Brigits_Flame August Week Two

Aug 14, 2008 01:56


Well... I did finish it, so I guess it's got that going for it...

Six little foxes all in a row

invite you to take a seat for the show,

but shield your eyes from their fiery glow

lest they entomb you beneath scarlet snow.

“Yes, I know the rhyme,” spat a young man, his chattering teeth adding an odd cadence to the poem’s rhythm.  “You’ve only repeated it ten times.  Could you tell me something else, please?  Maybe like where I am …”  he pulled his argyle scarf closer to his face and glanced at the stalagmites dripping from the cave’s low ceiling.  Rat shit and red fur blanketed the ground, along with patches of snow that had blown in from the storm raging outside.  The young man subconsciously shook his foot, hoping he wasn’t ruining his purple suede boots.

“It’s my birthday, Dominick Ramsey, and you followed the lights.”

Dominick’s already-chilly fingers froze to his scarf.  He stared at the only other inhabitant of the cave:  faint blue veins spiderwebbed beneath his skin, giving the effect that lightning was coursing through his body.  His flaky scalp was encircled with a diadem of crusty, matted gray hair that curtained his misshapen eyes.  And his eyes-well, Dominick tried hard not to look at his eyes.   The left eye was demon red and pupil-less, while the right eyelid drooped so low that it might have melted down his face like the wax rolling down the swarm of white candles burning in the cavern.

“How did you know my name?” Dominick hoped the old man hadn’t heard the shiver in his voice, but whether he had or not, he did not respond.   Instead he shuffled to the center of the cave, where a candelabrum worked in silver filigree and splashed with precious gems clutched several colored candles.

“My birthday candles,” he wheezed.

Panic leapt up in Dominick, and as the man struck a match and held it to a blue candle, Dominick turned to leave, with no other plan than to hurtle out into the blizzard until he was as far away from the cave as possible.

But he couldn’t.  As soon as the match touched the candle, a cerulean flame sprang to life - and sitting in the mouth of the cave staring at Dominick was a sleek sapphire-blue fox, a tongue of blue flame flickering in place of a tail.  The dancing flame of the blue fox mesmerized him, and his limbs hardened until he was nothing more than a rigid statue of ice.  The man lit a viridian candle and an emerald fox pranced in, his flame frolicking behind him.  The single match breathed life into three more candles, and a topaz, amber, and amethyst fox joined the ranks, their colored tails casting huge shadows on the cavern wall.

Lastly, the man brought the stub of a match to a deep red candle, and in an instant there was a ruby-red fox strutting regally into the cave.  As each paw rose and fell the snow where he walked was stained as though something had been left to bleed on top of it.  The red fox took his place in the line of his brothers, and waited until his master called,

“Now, Dominick Ramsey, sing for my birthday!”

Dominick didn’t feel his lips move.   He didn’t feel the words in his throat.  But he did hear himself singing, in a reverent baritone, his own nursery-rhyme requiem:

“Six little foxes all in a row …”

As he sang, the foxes began to move.  They flitted around one another and twisted their tails into celestial patterns, slowly at first and then rapidly as the tempo of the song increased.

“invite you to take a seat for the show,”

The foxes’ tails blazed, pulsing, beating like a giant heart.  Their flames consumed the cave in kaleidoscope patterns, dazzling Dominick like harsh sunlight through stained glass.

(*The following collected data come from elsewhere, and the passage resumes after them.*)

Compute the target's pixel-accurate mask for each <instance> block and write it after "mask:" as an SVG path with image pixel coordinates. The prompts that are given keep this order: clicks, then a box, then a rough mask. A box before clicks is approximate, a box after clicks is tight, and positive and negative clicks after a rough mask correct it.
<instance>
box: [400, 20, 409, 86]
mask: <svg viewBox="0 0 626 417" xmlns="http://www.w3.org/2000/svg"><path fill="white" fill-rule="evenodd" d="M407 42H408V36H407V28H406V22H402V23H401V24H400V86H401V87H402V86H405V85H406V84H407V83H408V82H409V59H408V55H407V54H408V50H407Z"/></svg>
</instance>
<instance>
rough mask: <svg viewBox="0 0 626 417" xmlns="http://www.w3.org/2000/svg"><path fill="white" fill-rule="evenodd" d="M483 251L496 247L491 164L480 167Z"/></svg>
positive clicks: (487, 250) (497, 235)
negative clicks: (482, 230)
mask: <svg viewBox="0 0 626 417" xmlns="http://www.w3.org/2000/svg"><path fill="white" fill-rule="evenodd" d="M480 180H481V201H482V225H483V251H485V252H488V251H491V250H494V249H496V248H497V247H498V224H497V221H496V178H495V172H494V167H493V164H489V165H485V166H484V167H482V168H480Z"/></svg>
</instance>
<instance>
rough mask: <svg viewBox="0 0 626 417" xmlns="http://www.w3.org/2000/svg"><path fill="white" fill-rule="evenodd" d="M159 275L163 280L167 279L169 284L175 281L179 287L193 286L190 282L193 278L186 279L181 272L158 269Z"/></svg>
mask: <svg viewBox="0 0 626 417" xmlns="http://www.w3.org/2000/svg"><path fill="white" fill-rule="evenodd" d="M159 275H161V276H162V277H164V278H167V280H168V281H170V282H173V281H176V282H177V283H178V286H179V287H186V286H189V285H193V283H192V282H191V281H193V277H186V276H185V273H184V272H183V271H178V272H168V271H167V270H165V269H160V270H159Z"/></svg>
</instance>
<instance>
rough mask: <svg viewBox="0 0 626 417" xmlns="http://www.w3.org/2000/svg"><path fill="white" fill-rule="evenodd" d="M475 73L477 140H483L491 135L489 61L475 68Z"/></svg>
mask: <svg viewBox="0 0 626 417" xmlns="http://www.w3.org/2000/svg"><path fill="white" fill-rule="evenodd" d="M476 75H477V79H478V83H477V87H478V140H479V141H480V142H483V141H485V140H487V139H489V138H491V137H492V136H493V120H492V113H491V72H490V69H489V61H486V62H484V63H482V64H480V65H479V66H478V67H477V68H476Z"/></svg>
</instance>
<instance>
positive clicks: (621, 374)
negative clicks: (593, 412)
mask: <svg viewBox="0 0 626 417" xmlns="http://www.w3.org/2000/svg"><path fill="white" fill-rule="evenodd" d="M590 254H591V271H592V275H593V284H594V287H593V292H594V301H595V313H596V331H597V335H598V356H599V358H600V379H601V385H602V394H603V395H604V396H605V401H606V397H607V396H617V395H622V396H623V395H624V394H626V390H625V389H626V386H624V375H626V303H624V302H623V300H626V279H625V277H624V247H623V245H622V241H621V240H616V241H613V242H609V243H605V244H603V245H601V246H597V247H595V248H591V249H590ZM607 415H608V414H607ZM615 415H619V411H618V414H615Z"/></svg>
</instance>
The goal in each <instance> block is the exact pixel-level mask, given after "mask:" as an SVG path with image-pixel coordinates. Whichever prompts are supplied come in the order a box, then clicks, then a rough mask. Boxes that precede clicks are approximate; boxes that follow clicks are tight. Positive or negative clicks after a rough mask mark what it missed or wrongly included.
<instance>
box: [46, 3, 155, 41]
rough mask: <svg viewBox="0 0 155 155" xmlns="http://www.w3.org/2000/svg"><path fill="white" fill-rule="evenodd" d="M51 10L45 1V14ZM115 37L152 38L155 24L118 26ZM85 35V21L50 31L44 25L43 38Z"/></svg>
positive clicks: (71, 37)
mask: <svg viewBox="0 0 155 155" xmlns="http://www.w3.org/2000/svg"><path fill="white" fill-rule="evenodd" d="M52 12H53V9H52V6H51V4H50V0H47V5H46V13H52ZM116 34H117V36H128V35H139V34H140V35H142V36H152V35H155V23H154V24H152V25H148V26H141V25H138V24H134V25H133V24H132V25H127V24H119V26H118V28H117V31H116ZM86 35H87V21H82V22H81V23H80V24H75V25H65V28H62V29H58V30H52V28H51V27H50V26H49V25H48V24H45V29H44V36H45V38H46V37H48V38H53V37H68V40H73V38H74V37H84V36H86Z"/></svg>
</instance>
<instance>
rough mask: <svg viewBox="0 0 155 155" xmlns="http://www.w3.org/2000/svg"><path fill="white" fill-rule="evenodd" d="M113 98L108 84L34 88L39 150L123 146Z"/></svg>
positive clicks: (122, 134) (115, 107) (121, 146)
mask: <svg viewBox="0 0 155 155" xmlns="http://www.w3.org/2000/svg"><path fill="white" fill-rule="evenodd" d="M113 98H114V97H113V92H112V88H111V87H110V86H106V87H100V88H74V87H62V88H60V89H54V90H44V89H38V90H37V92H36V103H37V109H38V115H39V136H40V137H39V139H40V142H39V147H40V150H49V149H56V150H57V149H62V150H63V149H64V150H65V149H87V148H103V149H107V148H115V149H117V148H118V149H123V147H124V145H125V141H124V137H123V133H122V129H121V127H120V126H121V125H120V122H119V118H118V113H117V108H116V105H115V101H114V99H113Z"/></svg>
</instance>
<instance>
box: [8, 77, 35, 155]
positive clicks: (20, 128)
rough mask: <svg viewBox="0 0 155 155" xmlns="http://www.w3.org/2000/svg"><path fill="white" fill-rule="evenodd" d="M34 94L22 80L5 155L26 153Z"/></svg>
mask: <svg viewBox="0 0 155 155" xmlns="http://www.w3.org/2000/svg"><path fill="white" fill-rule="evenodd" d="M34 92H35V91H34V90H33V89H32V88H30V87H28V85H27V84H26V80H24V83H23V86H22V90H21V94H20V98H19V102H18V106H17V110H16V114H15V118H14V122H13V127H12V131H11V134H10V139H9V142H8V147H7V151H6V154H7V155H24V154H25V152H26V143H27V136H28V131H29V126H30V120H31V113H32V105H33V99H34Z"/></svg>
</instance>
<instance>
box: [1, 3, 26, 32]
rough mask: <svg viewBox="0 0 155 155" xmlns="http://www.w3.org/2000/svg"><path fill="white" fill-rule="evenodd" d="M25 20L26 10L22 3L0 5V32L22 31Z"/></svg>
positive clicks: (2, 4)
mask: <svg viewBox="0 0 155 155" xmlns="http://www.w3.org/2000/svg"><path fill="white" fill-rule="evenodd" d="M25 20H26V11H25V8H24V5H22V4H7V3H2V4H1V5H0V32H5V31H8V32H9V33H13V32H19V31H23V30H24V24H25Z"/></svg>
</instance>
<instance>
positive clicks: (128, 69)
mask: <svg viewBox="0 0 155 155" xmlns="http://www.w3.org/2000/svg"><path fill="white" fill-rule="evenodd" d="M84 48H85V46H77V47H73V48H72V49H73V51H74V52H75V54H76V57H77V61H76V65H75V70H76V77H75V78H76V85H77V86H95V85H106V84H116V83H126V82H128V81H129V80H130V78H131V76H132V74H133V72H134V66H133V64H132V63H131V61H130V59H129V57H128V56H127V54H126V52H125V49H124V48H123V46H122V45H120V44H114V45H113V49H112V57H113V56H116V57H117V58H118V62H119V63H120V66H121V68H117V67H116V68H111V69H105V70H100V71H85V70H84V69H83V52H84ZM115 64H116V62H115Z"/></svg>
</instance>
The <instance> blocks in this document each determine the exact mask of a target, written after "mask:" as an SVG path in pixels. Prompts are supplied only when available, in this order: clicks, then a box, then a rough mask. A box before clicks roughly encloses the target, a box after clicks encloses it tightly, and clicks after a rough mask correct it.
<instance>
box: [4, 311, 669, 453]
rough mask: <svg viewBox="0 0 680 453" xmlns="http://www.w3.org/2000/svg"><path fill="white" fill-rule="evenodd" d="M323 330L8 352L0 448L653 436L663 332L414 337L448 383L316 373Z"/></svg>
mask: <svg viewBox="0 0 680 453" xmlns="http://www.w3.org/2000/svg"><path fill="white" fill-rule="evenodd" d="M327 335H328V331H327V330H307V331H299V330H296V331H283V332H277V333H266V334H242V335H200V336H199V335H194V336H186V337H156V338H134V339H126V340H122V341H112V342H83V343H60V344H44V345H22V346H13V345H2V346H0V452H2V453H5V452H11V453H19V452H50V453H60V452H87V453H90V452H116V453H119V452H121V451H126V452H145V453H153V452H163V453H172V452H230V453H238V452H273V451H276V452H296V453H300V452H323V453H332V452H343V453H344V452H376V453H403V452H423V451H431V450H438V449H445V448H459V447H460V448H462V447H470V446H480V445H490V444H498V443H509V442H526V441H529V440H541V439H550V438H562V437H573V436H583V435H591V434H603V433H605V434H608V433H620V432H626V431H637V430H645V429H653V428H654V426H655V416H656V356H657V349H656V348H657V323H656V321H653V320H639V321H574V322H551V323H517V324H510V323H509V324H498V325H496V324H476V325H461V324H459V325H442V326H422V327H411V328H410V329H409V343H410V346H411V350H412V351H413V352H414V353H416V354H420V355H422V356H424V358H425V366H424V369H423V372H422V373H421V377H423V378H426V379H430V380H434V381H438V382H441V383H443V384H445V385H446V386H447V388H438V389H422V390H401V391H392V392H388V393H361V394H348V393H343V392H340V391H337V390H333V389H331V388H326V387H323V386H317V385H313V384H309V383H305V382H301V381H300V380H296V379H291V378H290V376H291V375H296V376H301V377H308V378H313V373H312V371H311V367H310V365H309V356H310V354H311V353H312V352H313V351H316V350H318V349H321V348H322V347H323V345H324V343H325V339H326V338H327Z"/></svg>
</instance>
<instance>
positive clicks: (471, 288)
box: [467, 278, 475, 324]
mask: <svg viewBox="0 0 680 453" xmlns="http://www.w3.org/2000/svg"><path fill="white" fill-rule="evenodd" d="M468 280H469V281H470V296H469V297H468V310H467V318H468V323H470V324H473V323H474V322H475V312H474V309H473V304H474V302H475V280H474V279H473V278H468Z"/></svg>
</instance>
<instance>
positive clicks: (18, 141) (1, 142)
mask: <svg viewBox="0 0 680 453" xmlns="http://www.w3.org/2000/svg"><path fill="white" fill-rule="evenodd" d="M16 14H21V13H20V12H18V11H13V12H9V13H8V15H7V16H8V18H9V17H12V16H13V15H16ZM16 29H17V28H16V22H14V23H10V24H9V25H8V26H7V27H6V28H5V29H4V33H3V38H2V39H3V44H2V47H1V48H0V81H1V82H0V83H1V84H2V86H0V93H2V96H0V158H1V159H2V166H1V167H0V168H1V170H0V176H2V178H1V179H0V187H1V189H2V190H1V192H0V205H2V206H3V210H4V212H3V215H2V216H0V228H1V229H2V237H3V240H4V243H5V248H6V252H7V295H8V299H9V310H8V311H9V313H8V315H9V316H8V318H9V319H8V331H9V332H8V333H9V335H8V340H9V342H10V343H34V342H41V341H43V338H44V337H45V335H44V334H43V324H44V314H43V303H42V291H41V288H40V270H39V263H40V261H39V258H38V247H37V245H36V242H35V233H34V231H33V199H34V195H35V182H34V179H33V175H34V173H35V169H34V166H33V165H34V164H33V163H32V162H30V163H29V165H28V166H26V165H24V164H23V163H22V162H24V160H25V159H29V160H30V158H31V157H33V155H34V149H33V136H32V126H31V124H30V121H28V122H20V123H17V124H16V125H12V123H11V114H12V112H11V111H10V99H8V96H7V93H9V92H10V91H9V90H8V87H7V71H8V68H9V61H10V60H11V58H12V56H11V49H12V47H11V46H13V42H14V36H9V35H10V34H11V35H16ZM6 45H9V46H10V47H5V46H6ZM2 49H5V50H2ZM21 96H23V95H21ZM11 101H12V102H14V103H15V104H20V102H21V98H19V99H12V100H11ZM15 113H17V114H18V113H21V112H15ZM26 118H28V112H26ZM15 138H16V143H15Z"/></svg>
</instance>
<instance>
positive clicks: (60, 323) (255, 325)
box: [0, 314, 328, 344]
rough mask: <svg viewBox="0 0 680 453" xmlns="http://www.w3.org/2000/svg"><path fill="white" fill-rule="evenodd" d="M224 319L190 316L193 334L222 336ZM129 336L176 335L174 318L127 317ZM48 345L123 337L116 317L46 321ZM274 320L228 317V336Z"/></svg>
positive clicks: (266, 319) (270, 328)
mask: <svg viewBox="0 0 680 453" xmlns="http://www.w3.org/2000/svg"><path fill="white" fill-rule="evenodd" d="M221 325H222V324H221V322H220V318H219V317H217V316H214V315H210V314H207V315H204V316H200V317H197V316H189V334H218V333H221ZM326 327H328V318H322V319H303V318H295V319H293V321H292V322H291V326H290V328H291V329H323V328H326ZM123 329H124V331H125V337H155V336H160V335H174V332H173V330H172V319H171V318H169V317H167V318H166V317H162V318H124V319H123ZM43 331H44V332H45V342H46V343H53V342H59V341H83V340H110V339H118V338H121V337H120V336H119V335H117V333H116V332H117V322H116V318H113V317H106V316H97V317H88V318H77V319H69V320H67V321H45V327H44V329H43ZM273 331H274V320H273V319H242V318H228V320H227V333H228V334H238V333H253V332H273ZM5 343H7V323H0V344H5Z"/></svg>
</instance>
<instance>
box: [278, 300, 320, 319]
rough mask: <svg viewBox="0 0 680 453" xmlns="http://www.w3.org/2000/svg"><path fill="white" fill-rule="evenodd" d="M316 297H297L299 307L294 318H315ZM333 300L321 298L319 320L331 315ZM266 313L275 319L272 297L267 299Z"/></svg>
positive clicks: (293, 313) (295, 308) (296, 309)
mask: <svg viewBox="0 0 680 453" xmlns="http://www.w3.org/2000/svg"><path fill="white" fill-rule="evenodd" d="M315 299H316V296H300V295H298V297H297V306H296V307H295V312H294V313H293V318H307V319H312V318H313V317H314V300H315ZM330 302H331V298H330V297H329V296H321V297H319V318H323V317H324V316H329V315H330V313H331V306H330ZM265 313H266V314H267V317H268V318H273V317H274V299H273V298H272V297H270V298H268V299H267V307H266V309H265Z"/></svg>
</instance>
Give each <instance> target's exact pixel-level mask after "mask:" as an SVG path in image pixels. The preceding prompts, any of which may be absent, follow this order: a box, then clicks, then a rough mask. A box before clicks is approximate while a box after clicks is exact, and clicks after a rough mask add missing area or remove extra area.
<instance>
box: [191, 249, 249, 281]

“I have succumbed to their fiery glow,”

The foxes tore around Dominick in a fierce circle, their colors blurring, their tails merging, until the fire burned a diamond-white and he was blinded by the brilliance of it.

Feeling burst back into Dominick’s limbs.  Every nerve had been seared.  His tongue was thick and his mouth was dry.  He stopped singing - instead he sobbed the last line as the circle of foxes began to close in around him.

“Entomb me, entomb me beneath scarlet snow!”

The old man grinned, revealing rotting teeth.  He hummed the first few bars of “Las Mañanitas” as though it were a hymn, and blew the candles out.